I might be wrong in this. But based on your arguments so far I believe that my analysis is better than yours. I also believe that who has the better argument will only be resolved by an independent audit of the adjustments. If you are on the side of truth you would welcome that, just as a prosecutor would welcome the chance to prove their case in court, or a pharmaceutical company would welcome independent testing of their new wonder-drug that could save millions of lives. Even if I am wrong, I will be glad at being refuted by superior arguments, as I will know that to refute my claims will require you to up your game. Humanity will be served by my challenging a weak case and making it stronger. You have generated over 500 comments to your post, so an appeal for help via email should generate some response. If that does not work there are many well-funded organisations that I am sure will rush to your assistance.

There are at least seven options I think you can take.

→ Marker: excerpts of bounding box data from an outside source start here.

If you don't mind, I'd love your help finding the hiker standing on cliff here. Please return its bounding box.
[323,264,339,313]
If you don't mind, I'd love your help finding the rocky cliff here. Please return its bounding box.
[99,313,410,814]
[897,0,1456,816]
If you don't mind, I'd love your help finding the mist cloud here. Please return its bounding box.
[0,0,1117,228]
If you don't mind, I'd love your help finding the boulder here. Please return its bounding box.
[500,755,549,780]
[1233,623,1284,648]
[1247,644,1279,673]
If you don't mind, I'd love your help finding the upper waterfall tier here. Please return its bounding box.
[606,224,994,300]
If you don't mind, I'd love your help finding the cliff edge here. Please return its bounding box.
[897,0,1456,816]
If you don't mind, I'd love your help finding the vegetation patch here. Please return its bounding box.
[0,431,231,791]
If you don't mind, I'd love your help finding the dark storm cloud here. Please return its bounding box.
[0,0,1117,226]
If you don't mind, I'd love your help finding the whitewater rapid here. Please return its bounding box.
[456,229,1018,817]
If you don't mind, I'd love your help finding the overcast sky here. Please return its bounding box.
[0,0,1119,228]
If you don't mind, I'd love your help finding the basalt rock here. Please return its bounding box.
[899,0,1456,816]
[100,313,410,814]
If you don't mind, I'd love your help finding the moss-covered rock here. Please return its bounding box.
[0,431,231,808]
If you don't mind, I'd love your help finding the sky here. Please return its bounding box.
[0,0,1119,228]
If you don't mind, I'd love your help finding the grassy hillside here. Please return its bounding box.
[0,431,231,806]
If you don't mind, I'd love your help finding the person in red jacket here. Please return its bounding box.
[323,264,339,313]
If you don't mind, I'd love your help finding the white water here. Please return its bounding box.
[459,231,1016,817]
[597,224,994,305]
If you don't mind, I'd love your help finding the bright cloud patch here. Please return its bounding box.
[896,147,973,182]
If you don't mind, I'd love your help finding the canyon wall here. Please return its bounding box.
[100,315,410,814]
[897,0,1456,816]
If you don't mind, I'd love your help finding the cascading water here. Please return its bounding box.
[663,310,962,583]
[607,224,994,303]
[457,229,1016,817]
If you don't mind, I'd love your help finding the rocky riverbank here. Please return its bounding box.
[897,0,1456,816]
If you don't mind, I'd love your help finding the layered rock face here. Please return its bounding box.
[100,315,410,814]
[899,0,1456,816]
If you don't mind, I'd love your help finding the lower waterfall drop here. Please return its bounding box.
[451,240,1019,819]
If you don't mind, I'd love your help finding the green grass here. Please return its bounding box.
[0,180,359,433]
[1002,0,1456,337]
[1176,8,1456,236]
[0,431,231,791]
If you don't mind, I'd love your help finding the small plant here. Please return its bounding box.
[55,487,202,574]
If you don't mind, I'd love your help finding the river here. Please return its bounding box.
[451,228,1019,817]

  1. Ignore me, and pretend nothing has happened. Bad idea. I will start analysing your posts, as you did with Wattsupwiththat, only rather than your pea-shooters firing blanks, I have the heavy artillery with HE shells.
  2. Do an attack post – like desmogblog or Bob Ward of the Grantham Institute might do. Bad idea, I will take that as perverting or suppressing the evidence, and things will get rather rough. After all, I am but a (slightly) manic ex-beancounter, and you have the consensus of science on your side, so why is should sending in the PR thugs be necessary unless you are on the losing side?
  3. Get together a response that genuinely ups the game. Win or lose you will have served humanity as I and others will have to rebut you. Engage and all will gain through greater understanding.
  4. Admit that there are other valid points of view. A start would be to release this comment, which will get posted on my blog anyway. I quite accept that you cannot come up with a rebuttal at the drop-of-a-hat. A simple comment that a response will be made sometime this year is fine by me.
  5. Also call for a truly independent audit of the surface temperature set. It could be for your own reasons, and if truly independent, I will support it. If a whitewash, like the enquiries that Gordon Brown ordered into Climategate, an audit will do more harm than good.
  6. Close down your blog and do something else instead. You choose to be anonymous, and I respect that. Walking away is easy.
  7. Admit that you got this one wrong. You will take some flack, but not from me.